Het Ambonezenbosje aan de dijk in de Carel Coenraadpolder. Foto: Jan Zeeman
Nog nooit had hij zoveel mensen in de Carel Coenraadpolder gezien, verzuchtte een agent tijdens de zoektocht naar de vermiste Jeffrey (10) en Emma (8). Dinsdag wordt er opnieuw gezocht naar de kinderen in het gebied van de grote leegte. Toch is de geschiedenis van de polder veelbewogen.
Toen er maandag in de Carel Coenraadpolder bandensporen werden aangetroffen die leidden naar het water, werd het gebied direct afgezet door de politie. Jeffrey (10), Emma (8) en hun verdachte vader Klaas Bijl (67) werden echter niet gevonden. Ondanks forensisch onderzoek en de inzet van een sonarboot. Dinsdag is de zoektocht in het gebied vervolgd.

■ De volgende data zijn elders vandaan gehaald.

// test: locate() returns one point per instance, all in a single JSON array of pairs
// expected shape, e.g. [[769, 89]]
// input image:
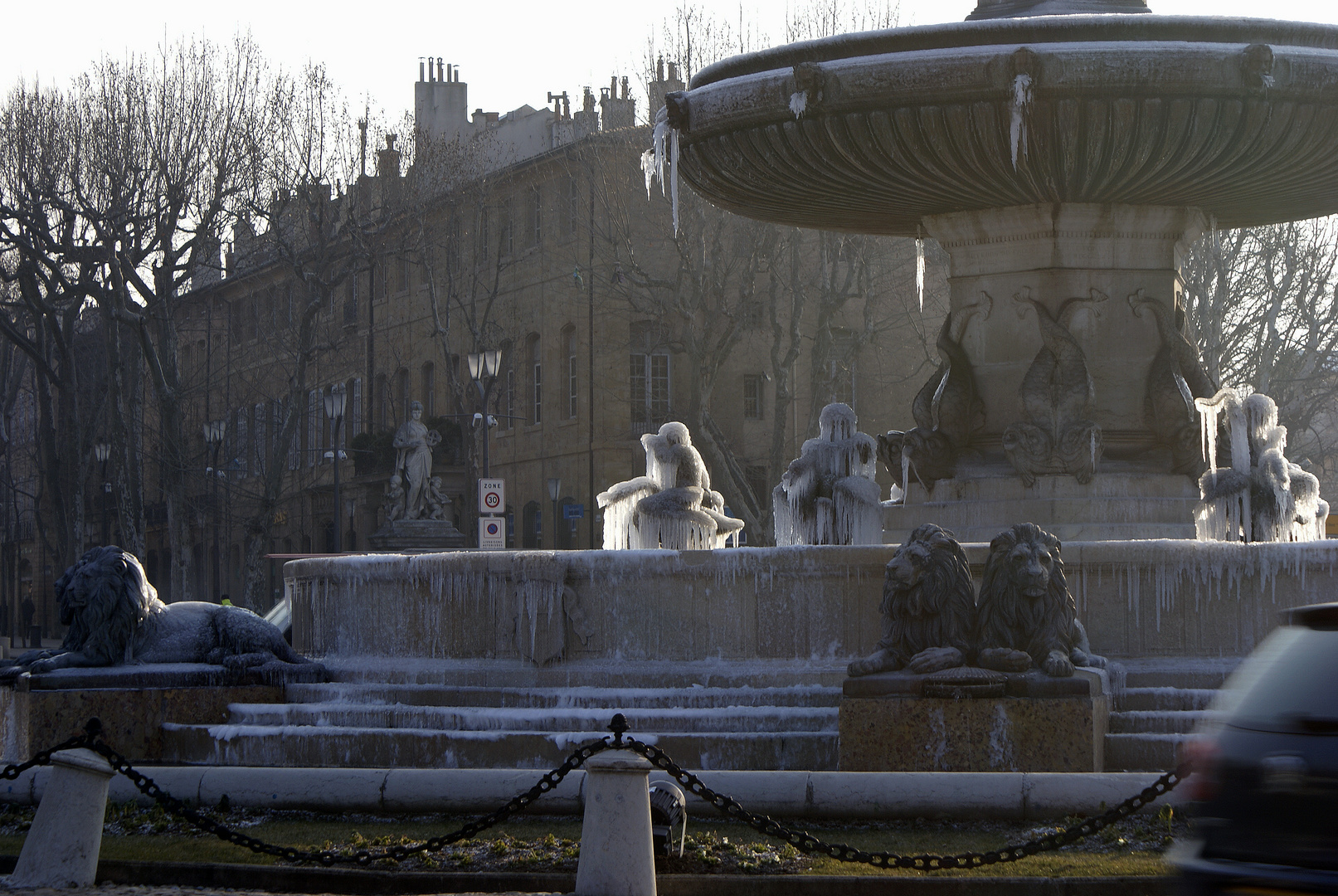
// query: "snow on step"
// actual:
[[484, 718], [565, 697]]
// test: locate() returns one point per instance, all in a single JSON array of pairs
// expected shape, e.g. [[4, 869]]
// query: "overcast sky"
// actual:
[[510, 51]]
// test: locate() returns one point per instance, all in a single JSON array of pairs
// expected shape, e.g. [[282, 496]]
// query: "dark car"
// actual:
[[1265, 782]]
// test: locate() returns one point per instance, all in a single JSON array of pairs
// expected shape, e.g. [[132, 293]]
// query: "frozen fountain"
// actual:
[[1064, 162]]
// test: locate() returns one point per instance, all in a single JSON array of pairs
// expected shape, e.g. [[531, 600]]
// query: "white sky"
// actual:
[[510, 51]]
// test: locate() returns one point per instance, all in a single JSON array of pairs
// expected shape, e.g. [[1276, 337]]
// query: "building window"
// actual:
[[650, 392], [570, 340], [752, 396], [428, 389], [351, 299], [537, 216], [573, 207], [532, 524], [536, 368], [401, 393]]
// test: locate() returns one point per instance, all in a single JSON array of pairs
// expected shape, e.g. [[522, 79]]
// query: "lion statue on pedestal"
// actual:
[[1026, 616], [929, 607], [115, 618]]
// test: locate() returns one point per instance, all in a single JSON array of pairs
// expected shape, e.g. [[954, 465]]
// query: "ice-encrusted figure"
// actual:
[[672, 506], [1261, 496], [827, 495]]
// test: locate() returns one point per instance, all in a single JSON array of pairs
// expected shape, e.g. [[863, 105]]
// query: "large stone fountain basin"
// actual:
[[1237, 117], [798, 603]]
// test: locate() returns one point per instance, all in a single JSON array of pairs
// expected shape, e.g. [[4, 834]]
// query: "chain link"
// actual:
[[801, 840]]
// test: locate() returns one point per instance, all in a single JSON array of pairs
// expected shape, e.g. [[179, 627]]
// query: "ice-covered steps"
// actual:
[[689, 697], [508, 718], [713, 714], [1158, 704]]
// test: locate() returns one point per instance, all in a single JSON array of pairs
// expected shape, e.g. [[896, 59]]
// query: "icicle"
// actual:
[[674, 177], [919, 266], [798, 102], [1019, 109]]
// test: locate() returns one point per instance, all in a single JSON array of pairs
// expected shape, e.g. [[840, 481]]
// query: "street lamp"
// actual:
[[102, 450], [214, 431], [484, 365], [335, 402], [554, 487]]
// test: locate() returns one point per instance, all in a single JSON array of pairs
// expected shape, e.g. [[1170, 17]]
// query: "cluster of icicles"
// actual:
[[829, 495], [1262, 496]]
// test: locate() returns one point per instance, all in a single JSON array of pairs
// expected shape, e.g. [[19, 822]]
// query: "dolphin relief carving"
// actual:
[[1056, 395], [947, 410]]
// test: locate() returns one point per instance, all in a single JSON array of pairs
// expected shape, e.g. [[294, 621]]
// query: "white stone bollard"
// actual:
[[617, 858], [66, 835]]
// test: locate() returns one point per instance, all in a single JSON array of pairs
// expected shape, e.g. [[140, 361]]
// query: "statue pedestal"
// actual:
[[1040, 723], [418, 535]]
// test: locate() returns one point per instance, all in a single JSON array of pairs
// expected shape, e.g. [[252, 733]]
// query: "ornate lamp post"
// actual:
[[484, 367], [554, 489], [335, 403], [214, 431], [102, 451]]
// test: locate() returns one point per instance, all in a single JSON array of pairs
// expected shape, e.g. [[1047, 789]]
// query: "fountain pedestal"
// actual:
[[1040, 723]]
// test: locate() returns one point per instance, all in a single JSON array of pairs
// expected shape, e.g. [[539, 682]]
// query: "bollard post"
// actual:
[[617, 858], [66, 835]]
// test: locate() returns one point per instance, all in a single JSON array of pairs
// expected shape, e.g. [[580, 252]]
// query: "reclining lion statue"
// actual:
[[115, 618], [929, 609], [1026, 616]]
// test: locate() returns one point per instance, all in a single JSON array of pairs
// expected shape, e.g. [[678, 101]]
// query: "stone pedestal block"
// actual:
[[617, 855], [1040, 725], [66, 835]]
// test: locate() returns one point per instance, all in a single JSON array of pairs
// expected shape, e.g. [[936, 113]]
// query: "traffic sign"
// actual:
[[491, 495], [493, 533]]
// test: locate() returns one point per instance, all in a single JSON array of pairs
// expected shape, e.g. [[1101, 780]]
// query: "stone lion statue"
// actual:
[[115, 618], [929, 607], [1026, 616]]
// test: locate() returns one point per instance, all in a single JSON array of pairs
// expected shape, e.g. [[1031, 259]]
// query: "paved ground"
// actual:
[[118, 889]]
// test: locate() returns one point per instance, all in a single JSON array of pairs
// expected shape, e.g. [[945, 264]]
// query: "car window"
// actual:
[[1289, 684]]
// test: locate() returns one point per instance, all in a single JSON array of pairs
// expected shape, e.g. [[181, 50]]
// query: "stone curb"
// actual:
[[280, 879], [788, 795]]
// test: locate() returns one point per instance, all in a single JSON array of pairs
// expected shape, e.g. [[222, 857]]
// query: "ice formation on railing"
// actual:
[[829, 495], [1261, 496], [672, 506]]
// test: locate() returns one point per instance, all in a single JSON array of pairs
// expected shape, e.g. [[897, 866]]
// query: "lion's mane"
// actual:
[[1006, 616], [940, 610], [104, 598]]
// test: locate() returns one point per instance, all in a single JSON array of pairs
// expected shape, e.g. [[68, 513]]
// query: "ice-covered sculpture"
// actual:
[[1261, 496], [672, 506], [827, 495]]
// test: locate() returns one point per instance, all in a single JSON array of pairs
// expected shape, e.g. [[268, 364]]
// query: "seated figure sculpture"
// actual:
[[115, 618], [1025, 614], [929, 609], [827, 495], [672, 506]]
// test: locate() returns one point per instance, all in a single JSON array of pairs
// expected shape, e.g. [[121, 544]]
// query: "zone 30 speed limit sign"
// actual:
[[491, 495]]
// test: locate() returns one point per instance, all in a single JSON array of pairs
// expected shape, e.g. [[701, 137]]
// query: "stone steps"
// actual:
[[565, 697], [506, 718], [1158, 705], [508, 714]]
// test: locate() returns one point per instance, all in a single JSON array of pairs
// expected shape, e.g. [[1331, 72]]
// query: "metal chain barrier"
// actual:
[[805, 841]]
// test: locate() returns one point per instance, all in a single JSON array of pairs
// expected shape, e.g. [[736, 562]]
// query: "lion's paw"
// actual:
[[1004, 660], [1058, 665], [936, 660]]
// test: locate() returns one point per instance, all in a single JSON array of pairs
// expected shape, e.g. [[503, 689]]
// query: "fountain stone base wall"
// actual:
[[1136, 599]]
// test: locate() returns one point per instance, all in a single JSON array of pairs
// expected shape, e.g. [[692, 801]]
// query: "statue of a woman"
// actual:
[[414, 460]]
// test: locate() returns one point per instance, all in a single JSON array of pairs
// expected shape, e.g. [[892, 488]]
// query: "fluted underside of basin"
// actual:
[[874, 133], [1246, 162]]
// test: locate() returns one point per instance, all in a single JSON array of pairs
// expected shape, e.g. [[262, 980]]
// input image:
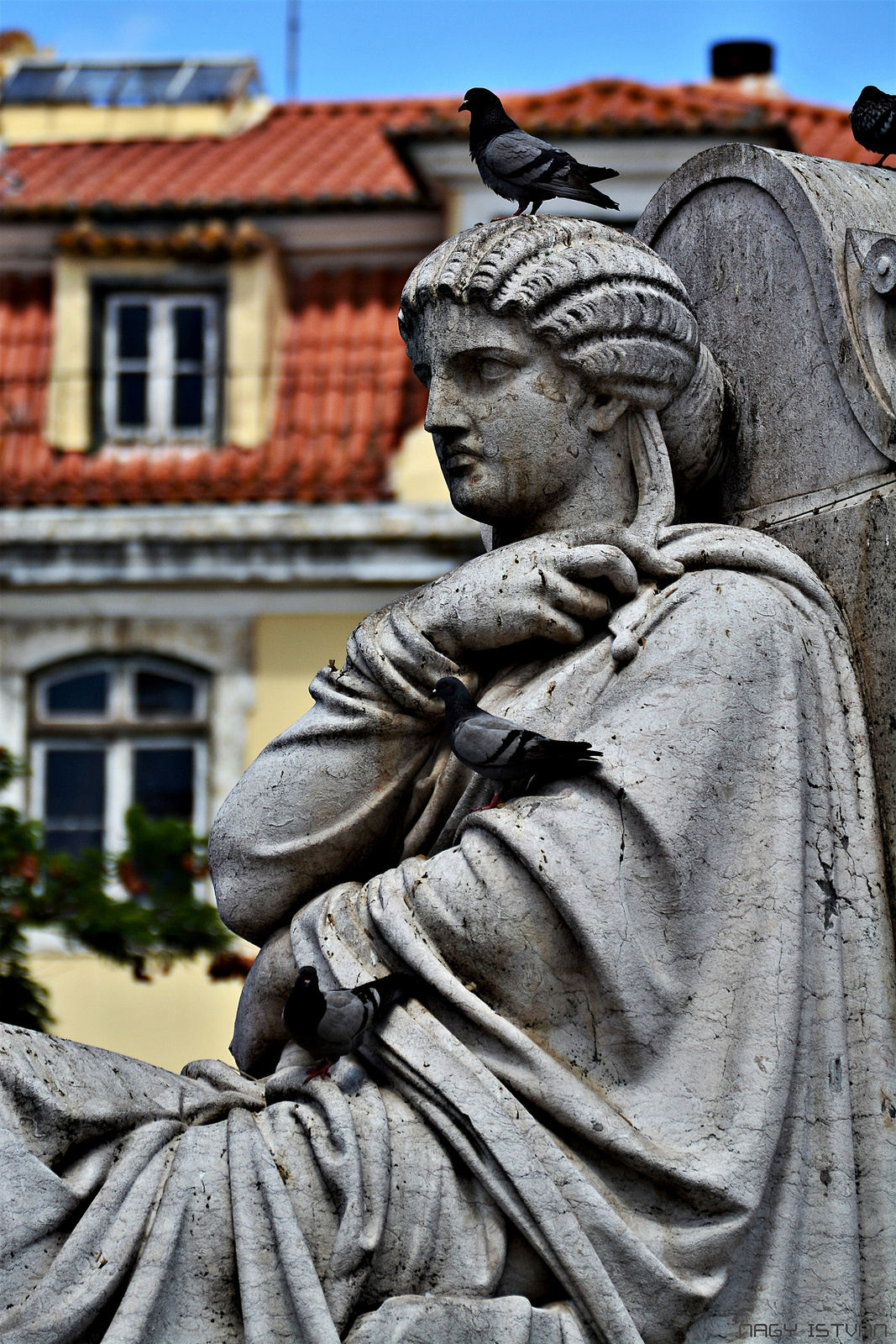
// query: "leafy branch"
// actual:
[[161, 922]]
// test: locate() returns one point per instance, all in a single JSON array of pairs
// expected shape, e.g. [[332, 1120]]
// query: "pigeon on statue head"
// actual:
[[521, 167], [500, 749], [873, 121]]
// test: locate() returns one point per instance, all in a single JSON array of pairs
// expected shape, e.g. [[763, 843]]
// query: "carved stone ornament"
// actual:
[[647, 1093]]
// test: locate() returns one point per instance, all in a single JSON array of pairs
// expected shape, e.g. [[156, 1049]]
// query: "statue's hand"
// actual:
[[542, 588]]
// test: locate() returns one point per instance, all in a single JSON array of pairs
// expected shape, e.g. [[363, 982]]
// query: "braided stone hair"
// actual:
[[610, 308]]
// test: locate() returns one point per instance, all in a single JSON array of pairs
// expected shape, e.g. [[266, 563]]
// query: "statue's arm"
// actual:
[[327, 800], [332, 797]]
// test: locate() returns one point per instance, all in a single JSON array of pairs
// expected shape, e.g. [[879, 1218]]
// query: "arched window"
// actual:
[[110, 732]]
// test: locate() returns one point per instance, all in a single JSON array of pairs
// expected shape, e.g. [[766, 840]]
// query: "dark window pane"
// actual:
[[188, 401], [164, 781], [157, 694], [190, 331], [74, 790], [31, 84], [132, 400], [86, 694], [71, 842], [134, 331]]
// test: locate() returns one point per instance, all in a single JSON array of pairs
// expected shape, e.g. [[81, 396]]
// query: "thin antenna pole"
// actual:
[[291, 49]]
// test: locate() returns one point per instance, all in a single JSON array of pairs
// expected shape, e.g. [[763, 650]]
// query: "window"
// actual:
[[160, 369], [112, 732]]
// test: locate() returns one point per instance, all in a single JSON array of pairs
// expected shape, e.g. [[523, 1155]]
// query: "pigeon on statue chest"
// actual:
[[501, 750]]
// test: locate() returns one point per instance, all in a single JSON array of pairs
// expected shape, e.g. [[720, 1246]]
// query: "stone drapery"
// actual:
[[660, 1026]]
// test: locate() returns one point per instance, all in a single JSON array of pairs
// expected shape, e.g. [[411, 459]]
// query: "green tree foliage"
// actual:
[[161, 922]]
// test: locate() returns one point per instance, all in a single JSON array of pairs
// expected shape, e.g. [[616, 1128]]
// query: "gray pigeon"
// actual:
[[500, 749], [873, 121], [523, 168], [329, 1023]]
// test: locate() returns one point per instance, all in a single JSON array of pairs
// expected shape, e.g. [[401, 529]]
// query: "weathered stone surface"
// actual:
[[792, 268], [647, 1093]]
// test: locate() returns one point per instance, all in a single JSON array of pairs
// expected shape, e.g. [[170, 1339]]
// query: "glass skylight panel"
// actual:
[[130, 82]]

Als jongste onder de door met name boeren bewoonde Dollardpolders, bestond de Carel Coenraad-polder vorig jaar een eeuw. Het op de Dollard terugveroverde zeekleigebied werd vernoemd naar oud-commissaris van de Koningin Carel Coenraad Geertsema (1843-1928) en er worden onder meer suikerbieten, aardappelen en graan verbouwd.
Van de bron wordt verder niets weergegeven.